Homosexuelle, immer inklusive Lesben (aber dazu noch eine Bemerkung), hatten es in den 1970ern noch schwer. Zwar: Schon 1971 war in Österreich die Strafbarkeit gefallen. Aber leicht diskriminierende Bestimmungen gab es noch über mehrere Jahrzehnte hinweg, man denke an das sogenannte Schutzalter. In der Gesellschaft allerdings war der Homo wenig akzeptiert. Aber Achtung! Es ist ein himmelhoher Unterschied, ob es eine Strafbarkeit gibt, ob somit politische Unterdrückung und Repression mit Hilfe des Staats herrscht.

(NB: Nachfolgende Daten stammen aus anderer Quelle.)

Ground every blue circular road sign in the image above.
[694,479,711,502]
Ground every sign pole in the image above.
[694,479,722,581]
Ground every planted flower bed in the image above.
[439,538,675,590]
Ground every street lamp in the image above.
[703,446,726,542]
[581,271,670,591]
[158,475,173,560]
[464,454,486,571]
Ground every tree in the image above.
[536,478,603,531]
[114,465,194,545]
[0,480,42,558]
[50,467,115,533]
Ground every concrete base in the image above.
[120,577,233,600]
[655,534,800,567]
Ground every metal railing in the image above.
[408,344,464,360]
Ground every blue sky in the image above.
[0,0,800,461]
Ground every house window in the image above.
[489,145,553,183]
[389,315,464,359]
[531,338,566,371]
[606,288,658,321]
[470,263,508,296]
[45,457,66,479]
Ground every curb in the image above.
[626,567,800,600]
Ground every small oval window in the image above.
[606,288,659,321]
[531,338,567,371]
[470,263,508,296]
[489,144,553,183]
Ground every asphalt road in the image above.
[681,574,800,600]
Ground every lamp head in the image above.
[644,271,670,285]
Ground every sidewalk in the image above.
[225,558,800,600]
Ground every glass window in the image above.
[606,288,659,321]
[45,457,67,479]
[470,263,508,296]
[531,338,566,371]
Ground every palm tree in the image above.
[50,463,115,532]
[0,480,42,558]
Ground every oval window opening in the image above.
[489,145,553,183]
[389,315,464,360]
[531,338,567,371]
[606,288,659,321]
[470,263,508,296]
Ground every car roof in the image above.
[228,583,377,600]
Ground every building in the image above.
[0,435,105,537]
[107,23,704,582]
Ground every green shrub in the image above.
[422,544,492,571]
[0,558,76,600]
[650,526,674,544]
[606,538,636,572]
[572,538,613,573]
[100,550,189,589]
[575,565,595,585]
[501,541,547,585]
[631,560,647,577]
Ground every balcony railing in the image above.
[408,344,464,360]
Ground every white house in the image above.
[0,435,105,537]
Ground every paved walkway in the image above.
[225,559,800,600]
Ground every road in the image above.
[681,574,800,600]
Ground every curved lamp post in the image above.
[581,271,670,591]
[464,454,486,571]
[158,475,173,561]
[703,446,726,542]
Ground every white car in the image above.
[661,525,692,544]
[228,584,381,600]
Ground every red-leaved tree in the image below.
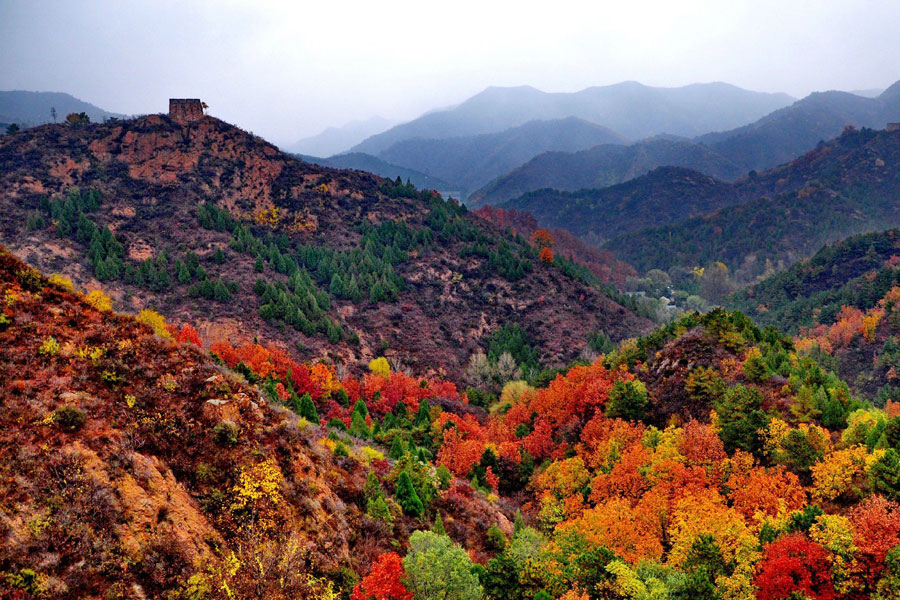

Oder ob einzelne Segmente der Gesellschaft sich gegen ein bestimmtes Verhalten stellen. Das ist ihr gutes Recht. Es ist auch mein gutes Recht, mich über die Beschränktheit fundamentalistischer Katholiken zu alterieren oder mich über ihre Höllen-Angst lustig zu machen.
Nur nebenbei: Lesben waren seit Langem beinahe schon akzeptiert. Das war leichte, weil man die weibliche Sexualität im Wesentlichen ausblendete und nicht zur Kenntnis nahm.
Auf dem kurzen Weg in die privilegierten Institutionen entdeckten dann ehemalige „68er“ das Thema für sich. Sexuelle Minderheiten wurden modern; vielmehr postmodern. Bis hierher ist nicht viel dazu zu sagen.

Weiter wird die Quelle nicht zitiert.